The Tribez may sound like a civilization building game, but it’s actually just a typical iOS city builder wearing a very elaborate, cleverly designed coat of paint. You play as someone from the modern day who finds a lost underwater civilization. Treated as a messiah figure by the villagers, you’re roped into helping them develop their civilization, which means the usual CityVille-style grind of erecting buildings, leveling them up, collecting resources, and expanding your territory. Where The Tribez parts way with CityVille is in its philosophy toward social interaction and microtransactions.

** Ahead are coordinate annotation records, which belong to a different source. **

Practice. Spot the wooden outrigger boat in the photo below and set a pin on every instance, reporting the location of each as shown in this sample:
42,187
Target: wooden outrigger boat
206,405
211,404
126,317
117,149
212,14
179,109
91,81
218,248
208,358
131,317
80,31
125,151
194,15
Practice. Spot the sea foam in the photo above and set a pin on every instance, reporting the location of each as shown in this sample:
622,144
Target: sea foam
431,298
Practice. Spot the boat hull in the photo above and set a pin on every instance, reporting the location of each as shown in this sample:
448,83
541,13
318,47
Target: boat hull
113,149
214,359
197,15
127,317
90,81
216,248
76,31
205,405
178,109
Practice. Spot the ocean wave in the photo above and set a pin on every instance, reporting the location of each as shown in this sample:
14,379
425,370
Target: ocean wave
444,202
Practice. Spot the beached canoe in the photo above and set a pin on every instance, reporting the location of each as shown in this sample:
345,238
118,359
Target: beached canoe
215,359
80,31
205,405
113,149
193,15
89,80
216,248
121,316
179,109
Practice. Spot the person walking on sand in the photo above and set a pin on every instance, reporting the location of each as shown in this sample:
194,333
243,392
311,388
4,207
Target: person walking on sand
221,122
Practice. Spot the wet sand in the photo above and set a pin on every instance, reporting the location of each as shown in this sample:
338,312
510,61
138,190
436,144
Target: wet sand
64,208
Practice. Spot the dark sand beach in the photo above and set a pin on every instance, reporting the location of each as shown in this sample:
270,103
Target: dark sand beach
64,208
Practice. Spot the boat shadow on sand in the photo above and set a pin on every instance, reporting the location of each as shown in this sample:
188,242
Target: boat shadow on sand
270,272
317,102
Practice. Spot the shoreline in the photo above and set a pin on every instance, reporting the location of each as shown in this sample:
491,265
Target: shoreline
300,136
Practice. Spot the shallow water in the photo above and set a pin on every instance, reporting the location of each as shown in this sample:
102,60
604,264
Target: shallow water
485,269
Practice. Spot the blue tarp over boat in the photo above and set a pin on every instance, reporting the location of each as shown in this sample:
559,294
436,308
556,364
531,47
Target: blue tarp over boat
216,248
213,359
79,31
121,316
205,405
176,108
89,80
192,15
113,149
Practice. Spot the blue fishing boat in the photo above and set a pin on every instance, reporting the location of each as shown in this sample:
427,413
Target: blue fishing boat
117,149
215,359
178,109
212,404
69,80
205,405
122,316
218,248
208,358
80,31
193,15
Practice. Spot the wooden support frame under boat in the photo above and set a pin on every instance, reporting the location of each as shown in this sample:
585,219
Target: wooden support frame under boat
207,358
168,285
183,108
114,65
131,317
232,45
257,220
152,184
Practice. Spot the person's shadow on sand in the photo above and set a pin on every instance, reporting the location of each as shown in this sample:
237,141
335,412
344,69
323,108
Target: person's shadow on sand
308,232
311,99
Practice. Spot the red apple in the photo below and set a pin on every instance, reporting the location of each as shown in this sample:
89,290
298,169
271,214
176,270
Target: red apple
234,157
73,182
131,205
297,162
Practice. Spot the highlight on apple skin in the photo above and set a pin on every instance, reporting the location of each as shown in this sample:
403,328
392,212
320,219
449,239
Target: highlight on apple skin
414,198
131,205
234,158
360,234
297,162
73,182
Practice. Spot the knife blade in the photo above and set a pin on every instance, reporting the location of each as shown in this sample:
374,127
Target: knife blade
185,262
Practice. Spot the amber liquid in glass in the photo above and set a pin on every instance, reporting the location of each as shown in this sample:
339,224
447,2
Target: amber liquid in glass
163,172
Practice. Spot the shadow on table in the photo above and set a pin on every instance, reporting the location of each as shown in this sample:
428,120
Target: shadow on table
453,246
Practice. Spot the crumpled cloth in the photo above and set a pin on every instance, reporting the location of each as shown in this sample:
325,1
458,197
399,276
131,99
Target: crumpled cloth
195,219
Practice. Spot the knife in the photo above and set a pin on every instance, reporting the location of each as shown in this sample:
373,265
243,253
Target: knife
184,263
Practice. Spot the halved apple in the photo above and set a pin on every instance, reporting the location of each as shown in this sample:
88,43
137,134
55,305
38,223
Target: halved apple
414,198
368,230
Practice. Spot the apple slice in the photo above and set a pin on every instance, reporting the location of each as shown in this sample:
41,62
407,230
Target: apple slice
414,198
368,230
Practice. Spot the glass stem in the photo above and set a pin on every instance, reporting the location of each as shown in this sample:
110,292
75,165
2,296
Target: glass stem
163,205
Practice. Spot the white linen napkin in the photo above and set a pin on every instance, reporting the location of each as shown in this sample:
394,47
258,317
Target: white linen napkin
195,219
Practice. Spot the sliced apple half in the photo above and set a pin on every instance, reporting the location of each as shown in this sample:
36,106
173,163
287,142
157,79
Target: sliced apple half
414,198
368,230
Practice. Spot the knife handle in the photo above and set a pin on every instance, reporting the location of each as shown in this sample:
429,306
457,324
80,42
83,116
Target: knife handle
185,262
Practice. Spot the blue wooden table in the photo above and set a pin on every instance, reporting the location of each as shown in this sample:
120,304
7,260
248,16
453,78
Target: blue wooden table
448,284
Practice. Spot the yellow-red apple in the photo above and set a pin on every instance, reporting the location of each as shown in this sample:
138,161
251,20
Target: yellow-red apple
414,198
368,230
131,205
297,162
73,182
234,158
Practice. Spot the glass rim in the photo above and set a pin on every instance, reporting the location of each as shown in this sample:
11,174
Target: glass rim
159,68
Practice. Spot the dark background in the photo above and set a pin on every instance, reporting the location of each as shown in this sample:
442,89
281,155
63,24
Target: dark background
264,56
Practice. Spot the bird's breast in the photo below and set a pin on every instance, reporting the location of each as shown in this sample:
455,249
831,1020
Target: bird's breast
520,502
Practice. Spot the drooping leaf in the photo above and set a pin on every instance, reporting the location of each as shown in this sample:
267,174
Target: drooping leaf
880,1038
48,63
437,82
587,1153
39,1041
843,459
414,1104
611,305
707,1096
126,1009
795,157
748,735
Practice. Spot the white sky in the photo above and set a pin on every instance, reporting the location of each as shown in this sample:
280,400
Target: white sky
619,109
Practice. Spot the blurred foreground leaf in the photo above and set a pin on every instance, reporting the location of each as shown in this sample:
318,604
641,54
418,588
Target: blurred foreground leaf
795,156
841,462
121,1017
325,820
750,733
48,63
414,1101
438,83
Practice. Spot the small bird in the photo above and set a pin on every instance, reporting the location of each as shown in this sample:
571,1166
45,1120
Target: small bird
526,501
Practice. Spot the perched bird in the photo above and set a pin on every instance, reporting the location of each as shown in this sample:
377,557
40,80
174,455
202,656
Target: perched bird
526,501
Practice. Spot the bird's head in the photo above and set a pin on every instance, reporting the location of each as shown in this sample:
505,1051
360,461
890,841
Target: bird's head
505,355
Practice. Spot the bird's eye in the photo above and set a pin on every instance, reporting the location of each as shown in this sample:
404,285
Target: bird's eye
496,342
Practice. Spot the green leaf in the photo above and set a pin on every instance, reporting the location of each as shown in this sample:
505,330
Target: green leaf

While CityVille demands constant nagging of your social graph in order to progress, The Tribez is happy to let you progress throughout the game without interacting with other players at all. Likewise, there’s less of an emphasis on buying vanity items with your virtual currency. Instead, players are encouraged to spend them mostly on speeding up building times. So instead of running into the brick wall of the “no friends tax” social network city builders often implement, The Tribez is all about long build times.

This approach works surprisingly well. The Tribez‘ focus on single-player gaming allows for a wider variety of missions and more freedom in designing your tribe’s settlements. You begin with a few huts in a jungle clearing, but slowly unlock decorative items, workshops, and more elaborate huts to build. As you add dwellings to your village, more villagers move into it. Increasing your population triggers a variety of story-based quests reminiscent of FrontierVille‘s early days, though instead of marriage you focus on things like finding lost treasures and defeating invading enemies.

The Tribez

The Tribez offers a stronger sense of progression than most city builders, since you actually have long-term goals to pursue. The game takes place across three islands, though you can only access later islands by developing earlier ones as completely as possible. This means building up large populations, clearing away obstacles, and otherwise succeeding at playing the game. Managing large settlements is surprisingly painless, as it’s easy to use the iPad’s touch interface to quickly scroll around all areas of a developed island.

What makes The Tribez genuinely pleasant to play is the attention paid to the graphics. Buildings are large and colorful, with designs that get more complex as you level them up. Your islands are full of life, with pterodactyls, small mammals, and brightly colored insects constantly moving around the map. Even your villagers are surprisingly detailed, which animations for having conversations, eating, or just taking a load off. The Tribez doesn’t bring anything new to freemium city builders, but it’s a very charming take on a genre that’s perfectly suited for tablet play.